La Eurocámara ratifica el acuerdo UE-EEUU de aranceles: techo del 15% para productos europeos

La Eurocámara ratifica el pacto arancelario con Washington, que fija un tope del 15% a los bienes europeos y elimina los aranceles comunitarios a las importaciones estadounidenses. El voto, con 440 apoyos, esquiva los gravámenes del 25% que Trump amenazaba con aplicar el 4 de jul

EN 30 SEGUNDOS

  • ¿Qué ha pasado? La Eurocámara votó ayer a favor del acuerdo arancelario UE-EEUU con 440 votos, 151 en contra y 50 abstenciones, estableciendo un tope del 15% a los aranceles estadounidenses sobre productos europeos.
  • ¿Quién está detrás? El impulso ha sido de la Comisión Europea, con Maros Sefcovic como negociador, y de los Estados miembros, con Alemania a la cabeza ante la presión de Trump.
  • ¿Qué impacto tiene? España esquiva aranceles punitivos del 25% que habrían dañado a sus exportaciones de automóviles, agroalimentación y química.

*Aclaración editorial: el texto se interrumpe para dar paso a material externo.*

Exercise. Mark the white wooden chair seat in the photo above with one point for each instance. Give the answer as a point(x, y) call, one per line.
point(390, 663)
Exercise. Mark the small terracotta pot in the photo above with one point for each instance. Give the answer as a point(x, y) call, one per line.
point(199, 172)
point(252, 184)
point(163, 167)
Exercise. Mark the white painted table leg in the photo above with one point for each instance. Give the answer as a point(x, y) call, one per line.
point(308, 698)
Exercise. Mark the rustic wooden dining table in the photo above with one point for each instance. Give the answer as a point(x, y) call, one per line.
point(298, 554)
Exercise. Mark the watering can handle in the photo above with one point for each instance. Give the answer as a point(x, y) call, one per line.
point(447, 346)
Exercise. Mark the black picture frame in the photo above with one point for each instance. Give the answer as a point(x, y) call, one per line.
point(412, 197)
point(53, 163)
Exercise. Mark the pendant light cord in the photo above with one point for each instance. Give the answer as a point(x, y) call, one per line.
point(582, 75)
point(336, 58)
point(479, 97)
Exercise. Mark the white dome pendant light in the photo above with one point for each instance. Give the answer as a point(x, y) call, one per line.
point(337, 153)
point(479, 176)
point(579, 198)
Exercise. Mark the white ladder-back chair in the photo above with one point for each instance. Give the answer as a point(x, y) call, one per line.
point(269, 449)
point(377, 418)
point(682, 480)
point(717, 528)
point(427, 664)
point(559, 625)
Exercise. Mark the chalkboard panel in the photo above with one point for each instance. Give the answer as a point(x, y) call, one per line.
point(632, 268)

El acuerdo incluye salvaguardas hasta 2029.

La Eurocámara aprobó ayer el acuerdo arancelario UE-EEUU que impone un techo del 15% a los aranceles estadounidenses sobre las exportaciones del bloque y elimina por completo los aranceles europeos a los bienes de ese país. La votación, con 440 votos a favor, desactiva la amenaza de que el 4 de julio entraran en vigor aranceles del 25% a los vehículos europeos, una fecha límite que el presidente Donald Trump había subrayado en un ultimátum.

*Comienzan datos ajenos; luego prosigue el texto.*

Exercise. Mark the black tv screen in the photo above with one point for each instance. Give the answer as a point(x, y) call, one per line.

El pleno del Parlamento Europeo dio luz verde ayer, martes, al texto negociado en julio de 2025 en la localidad escocesa de Turnberry. El resultado —440 a favor, 151 en contra y 50 abstenciones— llega justo a tiempo para evitar la escalada unilateral que Washington había amenazado con aplicar si la UE no cumplía antes del Día de la Independencia estadounidense. La nueva legislación entrará en vigor al día siguiente de su publicación en el Diario Oficial, lo que previsiblemente ocurrirá en los próximos días y aún requiere un último voto de los Estados miembros que se da por descontado.

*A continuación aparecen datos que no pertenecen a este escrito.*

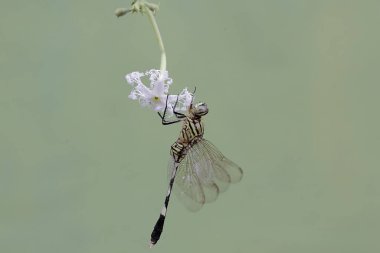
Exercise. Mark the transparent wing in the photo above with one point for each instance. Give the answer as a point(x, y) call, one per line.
point(203, 174)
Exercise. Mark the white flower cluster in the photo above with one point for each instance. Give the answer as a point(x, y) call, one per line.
point(156, 94)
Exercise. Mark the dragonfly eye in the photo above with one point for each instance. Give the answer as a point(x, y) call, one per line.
point(200, 109)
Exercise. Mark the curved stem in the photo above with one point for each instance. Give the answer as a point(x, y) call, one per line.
point(158, 35)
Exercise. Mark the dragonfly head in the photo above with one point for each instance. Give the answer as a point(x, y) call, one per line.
point(199, 109)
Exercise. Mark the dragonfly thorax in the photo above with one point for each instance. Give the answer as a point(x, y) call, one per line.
point(198, 110)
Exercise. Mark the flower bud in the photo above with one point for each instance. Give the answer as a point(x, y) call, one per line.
point(121, 12)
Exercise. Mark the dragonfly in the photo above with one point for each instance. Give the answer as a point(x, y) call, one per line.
point(197, 170)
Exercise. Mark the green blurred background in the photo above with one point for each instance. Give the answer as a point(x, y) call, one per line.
point(292, 88)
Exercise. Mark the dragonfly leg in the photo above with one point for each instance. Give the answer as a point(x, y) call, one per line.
point(178, 114)
point(162, 116)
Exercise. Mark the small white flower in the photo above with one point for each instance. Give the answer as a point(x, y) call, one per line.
point(156, 95)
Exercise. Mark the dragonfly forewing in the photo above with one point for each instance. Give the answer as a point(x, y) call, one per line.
point(203, 174)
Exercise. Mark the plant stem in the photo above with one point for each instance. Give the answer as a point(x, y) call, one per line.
point(152, 20)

El comisario de Comercio, Maros Sefcovic, principal negociador del pacto, celebró el resultado: “El comercio transatlántico no tiene parangón y vale la pena preservarlo. Significa que nuestras empresas y lugares de trabajo se beneficiarán”. La presidenta de la Comisión Europea, Ursula von der Leyen, añadió que “estamos a pocos días de cumplir” la eliminación de aranceles a los productos industriales estadounidenses.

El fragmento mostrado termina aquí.